Daniel Wessel

November 6, 2015
  1. April 2015
A general extension theorem for complete partial orders

An invocation of Zorn’s Lemma (ZL) often takes place within an indirect proof of a universal statement. Supposing towards a contradiction that there be any counterexample, the maximal or minimal counterexample provided by ZL helps–by a one-step argument–to the desired contradiction. Crucially though, this one step does not depend on maximality, and in fact a more general method is hovering in the background, which hitherto has been applied to hypothetical counterexamples only.

As a consequence, this and related proof patterns can sometimes be turned into direct proofs with Open Induction (OI) as an equivalent of ZL. We now bring this approach to a somewhat unexpected type of application: to extension theorems such as the ones going back to Helly, Hahn, Banach and Riesz as well as to Baer’s Criterion for whether a module is injective.

To this end, we distill a General Extension Theorem (GET) for complete partial orders, the intended meaning being that the poset under consideration consists of partial extensions of which one is to be proved total. The principal hypothesis of GET encodes the one-step argument from before: that there be a function extending each partial extension by any potential element of its domain. As compared with the typical indirect proof with ZL of an extension theorem, GET already postulates the existence of a total extension rather than a maximal one.

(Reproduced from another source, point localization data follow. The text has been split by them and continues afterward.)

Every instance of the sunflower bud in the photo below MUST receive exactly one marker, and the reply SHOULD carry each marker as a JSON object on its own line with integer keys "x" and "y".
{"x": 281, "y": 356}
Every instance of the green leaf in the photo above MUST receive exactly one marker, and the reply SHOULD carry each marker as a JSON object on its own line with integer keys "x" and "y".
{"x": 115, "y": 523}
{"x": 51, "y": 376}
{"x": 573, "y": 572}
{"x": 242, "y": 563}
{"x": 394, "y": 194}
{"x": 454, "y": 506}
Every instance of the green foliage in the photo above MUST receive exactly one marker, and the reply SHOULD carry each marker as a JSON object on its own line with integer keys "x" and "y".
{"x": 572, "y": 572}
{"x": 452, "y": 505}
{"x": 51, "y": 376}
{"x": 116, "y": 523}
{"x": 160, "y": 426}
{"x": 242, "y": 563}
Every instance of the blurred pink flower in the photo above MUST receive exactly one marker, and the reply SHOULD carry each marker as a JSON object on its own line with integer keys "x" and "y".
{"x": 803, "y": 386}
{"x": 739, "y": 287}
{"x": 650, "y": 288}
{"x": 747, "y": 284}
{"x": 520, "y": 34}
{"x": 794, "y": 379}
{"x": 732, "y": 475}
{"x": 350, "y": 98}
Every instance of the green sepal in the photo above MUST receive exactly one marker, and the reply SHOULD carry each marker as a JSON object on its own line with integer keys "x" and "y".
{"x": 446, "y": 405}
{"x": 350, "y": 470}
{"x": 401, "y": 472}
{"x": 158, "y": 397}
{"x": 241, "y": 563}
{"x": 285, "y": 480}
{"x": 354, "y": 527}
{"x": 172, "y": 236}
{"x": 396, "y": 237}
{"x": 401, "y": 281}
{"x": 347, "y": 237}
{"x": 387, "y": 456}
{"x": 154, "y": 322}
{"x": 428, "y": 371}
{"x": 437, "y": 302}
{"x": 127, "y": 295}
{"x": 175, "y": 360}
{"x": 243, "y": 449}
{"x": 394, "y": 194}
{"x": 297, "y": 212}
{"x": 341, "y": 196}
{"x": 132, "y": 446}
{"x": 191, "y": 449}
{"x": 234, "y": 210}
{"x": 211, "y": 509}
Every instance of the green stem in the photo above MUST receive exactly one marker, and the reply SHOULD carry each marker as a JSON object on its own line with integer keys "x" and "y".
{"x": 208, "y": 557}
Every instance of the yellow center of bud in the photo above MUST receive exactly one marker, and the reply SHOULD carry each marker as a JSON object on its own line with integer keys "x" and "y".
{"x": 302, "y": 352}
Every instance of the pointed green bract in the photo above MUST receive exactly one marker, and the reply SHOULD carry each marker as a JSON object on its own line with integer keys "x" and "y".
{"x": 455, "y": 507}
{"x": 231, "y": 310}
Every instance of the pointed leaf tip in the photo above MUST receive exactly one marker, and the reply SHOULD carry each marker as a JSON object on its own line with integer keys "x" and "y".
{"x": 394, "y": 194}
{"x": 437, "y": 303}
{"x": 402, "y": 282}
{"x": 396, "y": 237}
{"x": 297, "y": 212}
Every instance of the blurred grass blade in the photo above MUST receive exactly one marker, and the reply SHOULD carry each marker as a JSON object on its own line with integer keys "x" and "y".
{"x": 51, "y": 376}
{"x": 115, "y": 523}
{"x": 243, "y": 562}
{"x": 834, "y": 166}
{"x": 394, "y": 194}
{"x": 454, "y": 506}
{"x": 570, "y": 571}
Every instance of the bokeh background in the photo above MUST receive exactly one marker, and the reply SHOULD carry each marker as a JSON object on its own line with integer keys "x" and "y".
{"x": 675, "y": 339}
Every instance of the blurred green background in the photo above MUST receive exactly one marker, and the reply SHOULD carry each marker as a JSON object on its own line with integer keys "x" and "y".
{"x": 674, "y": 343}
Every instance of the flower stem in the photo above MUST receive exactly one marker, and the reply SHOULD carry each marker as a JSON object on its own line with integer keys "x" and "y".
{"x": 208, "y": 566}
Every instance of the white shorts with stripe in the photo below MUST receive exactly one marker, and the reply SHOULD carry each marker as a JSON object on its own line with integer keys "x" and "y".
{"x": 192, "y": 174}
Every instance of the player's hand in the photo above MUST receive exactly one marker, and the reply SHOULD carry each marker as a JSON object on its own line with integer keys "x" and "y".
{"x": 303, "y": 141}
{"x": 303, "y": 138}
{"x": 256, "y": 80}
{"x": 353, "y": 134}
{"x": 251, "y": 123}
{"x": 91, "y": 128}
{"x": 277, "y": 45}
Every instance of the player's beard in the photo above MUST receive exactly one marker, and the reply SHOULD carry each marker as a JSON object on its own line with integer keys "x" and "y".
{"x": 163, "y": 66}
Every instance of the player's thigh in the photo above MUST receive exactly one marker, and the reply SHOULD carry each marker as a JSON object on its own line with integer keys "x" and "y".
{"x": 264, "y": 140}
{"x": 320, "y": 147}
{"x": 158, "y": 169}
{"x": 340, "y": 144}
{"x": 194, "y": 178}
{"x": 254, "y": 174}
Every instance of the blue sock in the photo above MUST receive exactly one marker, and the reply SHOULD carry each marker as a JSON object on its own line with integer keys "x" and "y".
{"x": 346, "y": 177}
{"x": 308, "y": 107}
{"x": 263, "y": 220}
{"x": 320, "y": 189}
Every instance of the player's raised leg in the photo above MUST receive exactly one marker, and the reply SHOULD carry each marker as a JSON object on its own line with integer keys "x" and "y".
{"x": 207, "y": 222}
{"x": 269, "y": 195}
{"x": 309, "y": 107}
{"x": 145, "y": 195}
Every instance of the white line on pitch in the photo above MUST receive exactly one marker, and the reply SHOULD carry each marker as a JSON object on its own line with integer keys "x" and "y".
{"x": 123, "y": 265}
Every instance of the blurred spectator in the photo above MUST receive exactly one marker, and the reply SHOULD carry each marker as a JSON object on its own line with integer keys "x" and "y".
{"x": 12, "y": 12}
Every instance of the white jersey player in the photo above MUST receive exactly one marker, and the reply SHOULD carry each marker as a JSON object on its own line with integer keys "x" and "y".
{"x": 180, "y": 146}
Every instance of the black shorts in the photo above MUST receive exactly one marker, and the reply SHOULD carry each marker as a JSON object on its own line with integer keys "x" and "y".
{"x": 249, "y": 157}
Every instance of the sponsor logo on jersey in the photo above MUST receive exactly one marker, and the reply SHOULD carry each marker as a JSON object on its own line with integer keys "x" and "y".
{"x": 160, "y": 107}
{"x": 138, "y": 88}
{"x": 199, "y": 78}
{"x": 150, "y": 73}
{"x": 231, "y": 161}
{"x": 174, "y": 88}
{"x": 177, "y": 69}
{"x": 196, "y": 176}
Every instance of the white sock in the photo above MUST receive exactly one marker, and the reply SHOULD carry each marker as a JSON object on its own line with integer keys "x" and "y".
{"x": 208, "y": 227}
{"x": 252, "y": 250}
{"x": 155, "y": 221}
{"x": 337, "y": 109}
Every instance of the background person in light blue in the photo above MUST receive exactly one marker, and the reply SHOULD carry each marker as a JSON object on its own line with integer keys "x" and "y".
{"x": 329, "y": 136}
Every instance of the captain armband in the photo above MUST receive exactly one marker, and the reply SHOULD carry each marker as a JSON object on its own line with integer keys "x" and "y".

In ZF set theory, say, GET is an immediate consequence of OI, and both ZL and the Well-Ordering Theorem follow from GET in a straightforward way; whence GET is a ZF equivalent of the Axiom of Choice (AC). Attempting to deduce AC directly from GET has brought us to make an interesting move: the family of non-empty sets for which a choice function is sought needs to be replaced by a family of pointed sets! Needless to say, this has to be done extremely carefully, in order to ensure that AC does not follow trivially. This is joint work with Peter Schuster (Verona).